“Design Squad,” a reality show that features teams of high school students competing in engineering design challenges, has received a 2007 Peabody Award, a Daytime Emmy Award, and the 2008 Distinguished Achievement Award from the Association of Educational Publishers. IEEE is one of several organizations providing funds for the series, which airs on PBS.
The Peabody Awards recognize “the best in electronic media” and are awarded annually by the Grady College of Journalism and Mass Communication at the University of Georgia, in Athens. Now in its second season, “Design Squad” was one of 35 radio, cable, and broadcast TV programs to receive awards, presented on 16 June.

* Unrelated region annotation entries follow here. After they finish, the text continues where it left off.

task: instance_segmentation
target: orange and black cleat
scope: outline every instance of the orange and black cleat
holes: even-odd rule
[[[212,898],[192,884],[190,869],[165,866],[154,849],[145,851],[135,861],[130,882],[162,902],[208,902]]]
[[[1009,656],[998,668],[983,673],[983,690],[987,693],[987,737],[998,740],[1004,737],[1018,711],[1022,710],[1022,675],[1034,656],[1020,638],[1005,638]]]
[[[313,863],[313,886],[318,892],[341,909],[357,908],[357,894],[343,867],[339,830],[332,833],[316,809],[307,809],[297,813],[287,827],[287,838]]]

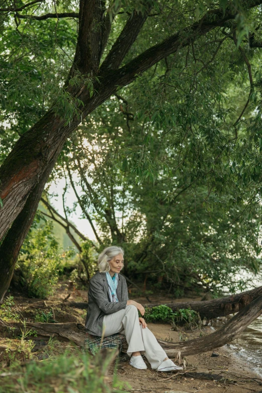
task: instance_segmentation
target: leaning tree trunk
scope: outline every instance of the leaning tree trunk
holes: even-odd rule
[[[248,8],[261,3],[262,0],[251,0]],[[208,12],[201,21],[149,48],[120,67],[147,19],[150,7],[143,14],[135,11],[99,68],[103,39],[108,37],[108,32],[103,34],[105,11],[99,0],[80,0],[78,42],[68,81],[73,74],[73,69],[80,71],[83,77],[89,74],[99,77],[99,82],[94,84],[95,93],[92,97],[84,81],[77,87],[67,85],[67,92],[71,98],[84,105],[81,115],[80,113],[76,114],[66,125],[66,119],[57,115],[51,108],[21,137],[0,168],[0,198],[4,203],[4,208],[0,208],[0,240],[22,212],[39,179],[46,171],[47,176],[51,173],[64,142],[82,118],[115,93],[119,86],[129,84],[154,64],[190,45],[192,40],[217,27],[226,26],[237,15],[236,11],[232,13],[227,9]],[[99,29],[94,29],[94,21],[99,24]],[[22,225],[26,226],[26,223]],[[3,267],[0,270],[4,271]]]
[[[235,315],[220,329],[208,336],[184,342],[169,343],[161,340],[159,342],[170,357],[180,357],[206,352],[231,341],[261,312],[262,295]],[[27,322],[26,325],[28,328],[36,330],[40,337],[56,337],[60,340],[71,341],[80,346],[84,345],[86,331],[84,326],[80,324]],[[19,331],[23,326],[22,322],[8,323],[0,318],[0,330],[15,328]]]
[[[206,300],[203,302],[174,302],[165,304],[173,311],[176,311],[181,308],[190,308],[191,310],[199,313],[202,318],[211,319],[238,312],[260,295],[262,295],[262,287],[258,287],[237,295],[216,299],[214,300]],[[87,309],[88,305],[88,303],[86,302],[68,302],[66,304],[69,307],[83,310]],[[152,308],[156,306],[159,306],[159,304],[150,303],[144,306]]]
[[[32,224],[50,170],[49,168],[47,168],[31,191],[23,210],[14,221],[0,246],[0,303],[3,302],[9,288],[18,254]]]
[[[181,308],[191,308],[199,313],[201,318],[212,319],[218,317],[224,317],[230,314],[234,314],[242,310],[254,299],[262,295],[262,286],[257,288],[241,292],[237,295],[226,296],[225,298],[206,300],[201,302],[174,302],[166,303],[167,306],[176,311]],[[157,304],[146,305],[152,308]]]
[[[262,313],[262,295],[260,295],[223,327],[208,336],[179,343],[168,343],[160,340],[168,356],[195,355],[222,347],[238,336],[248,325]]]
[[[248,8],[261,3],[262,0],[251,0]],[[84,104],[81,116],[76,115],[66,125],[65,119],[56,115],[51,108],[19,139],[5,161],[0,168],[0,198],[4,206],[0,209],[0,240],[22,210],[39,178],[50,162],[57,158],[64,143],[82,118],[114,94],[119,86],[129,84],[154,64],[191,44],[192,40],[226,26],[237,15],[237,11],[232,13],[227,9],[208,12],[201,21],[149,48],[120,67],[150,10],[143,14],[134,12],[99,68],[104,12],[99,0],[80,1],[80,5],[79,35],[72,69],[78,69],[83,76],[88,73],[98,76],[99,82],[94,84],[95,93],[92,97],[84,82],[77,87],[69,86],[67,92]],[[101,29],[93,28],[94,20],[100,24]],[[72,72],[69,73],[68,79],[72,75]]]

Other recipients were “The Colbert Report,” Comedy Central’s cable-news satire; the Discovery Channel’s “Planet Earth,” a series about the world’s natural wonders; and “Project Runway,” the Bravo channel’s fashion designer competition.
In June, Design Squad! director and senior producer Dorothy Dickie received a Daytime Emmy Award for “Outstanding Directing in a Children's Series." The show received three additional Daytime Emmy nominations, including Outstanding Children's Series, Outstanding Achievement in Single Camera Photography (Film or Electronic) and Outstanding Achievement in Multiple Camera Editing.

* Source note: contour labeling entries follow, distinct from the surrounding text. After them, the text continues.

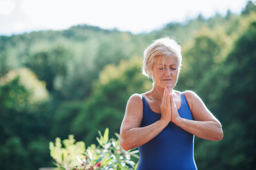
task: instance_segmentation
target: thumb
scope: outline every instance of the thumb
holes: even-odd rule
[[[171,95],[171,106],[172,108],[176,107],[176,105],[174,103],[174,100],[173,99],[173,95],[172,94]]]

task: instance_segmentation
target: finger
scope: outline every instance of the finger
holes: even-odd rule
[[[166,98],[166,86],[164,87],[164,91],[163,92],[163,100],[165,100]]]
[[[171,102],[171,93],[168,92],[168,98],[167,99],[167,103],[169,104]]]
[[[172,89],[171,89],[171,87],[170,87],[169,86],[169,91],[170,91],[170,92],[169,92],[170,93],[170,94],[172,94]]]
[[[171,95],[171,107],[172,108],[175,108],[176,105],[174,103],[174,99],[173,99],[173,95],[172,94]]]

Design Squad producers also accepted the prestigious George Foster Peabody Award, considered to be one of the highest honors in electronic media, on 16 June. The Peabody Board noted “Design Squad is a true delight – educational television in the best sense of the term. This series, directed at viewers ages 12 to 17, works because it recognizes and appreciates the intelligence of its intended audience.”

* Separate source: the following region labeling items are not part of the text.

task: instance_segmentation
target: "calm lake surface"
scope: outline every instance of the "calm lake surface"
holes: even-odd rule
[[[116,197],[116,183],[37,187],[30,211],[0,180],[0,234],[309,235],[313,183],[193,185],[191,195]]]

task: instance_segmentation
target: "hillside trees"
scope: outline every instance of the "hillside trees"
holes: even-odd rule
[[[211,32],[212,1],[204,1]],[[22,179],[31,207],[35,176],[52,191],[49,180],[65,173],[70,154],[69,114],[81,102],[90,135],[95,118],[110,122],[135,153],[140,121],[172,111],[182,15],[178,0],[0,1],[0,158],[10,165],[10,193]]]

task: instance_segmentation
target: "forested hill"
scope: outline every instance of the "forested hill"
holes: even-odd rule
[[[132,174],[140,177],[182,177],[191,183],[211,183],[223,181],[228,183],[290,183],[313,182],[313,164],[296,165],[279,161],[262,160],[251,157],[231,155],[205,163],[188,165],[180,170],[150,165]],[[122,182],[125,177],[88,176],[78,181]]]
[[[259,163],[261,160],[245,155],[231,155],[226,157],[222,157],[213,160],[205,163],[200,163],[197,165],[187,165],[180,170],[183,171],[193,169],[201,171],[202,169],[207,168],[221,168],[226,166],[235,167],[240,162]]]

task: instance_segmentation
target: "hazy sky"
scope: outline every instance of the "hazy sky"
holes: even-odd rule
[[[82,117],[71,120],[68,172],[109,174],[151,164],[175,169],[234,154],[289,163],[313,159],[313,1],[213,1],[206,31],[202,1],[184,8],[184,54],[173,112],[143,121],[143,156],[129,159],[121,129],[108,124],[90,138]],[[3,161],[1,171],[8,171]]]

The program also received a 2008 Distinguished Achievement Award from the Association of Educational Publishers for the “Design Squad Educator's Guide,” which provides educators with tools to bring engineering alive in their after-school programs.
Produced by WGBH Boston in partnership with the sponsors of U.S. National Engineers Week, “Design Squad” uses the formula of reality television to introduce children and families to the engineering design process [see “Engineering Education Gets Its Own Reality Show,” The Institute, January 2007].
The show follows the progress of two teams of high school students as they design, build, and test fun yet practical machines. The second season has the students building utilitarian furniture made of cardboard, prostheses that can be used underwater, and aquatic robots.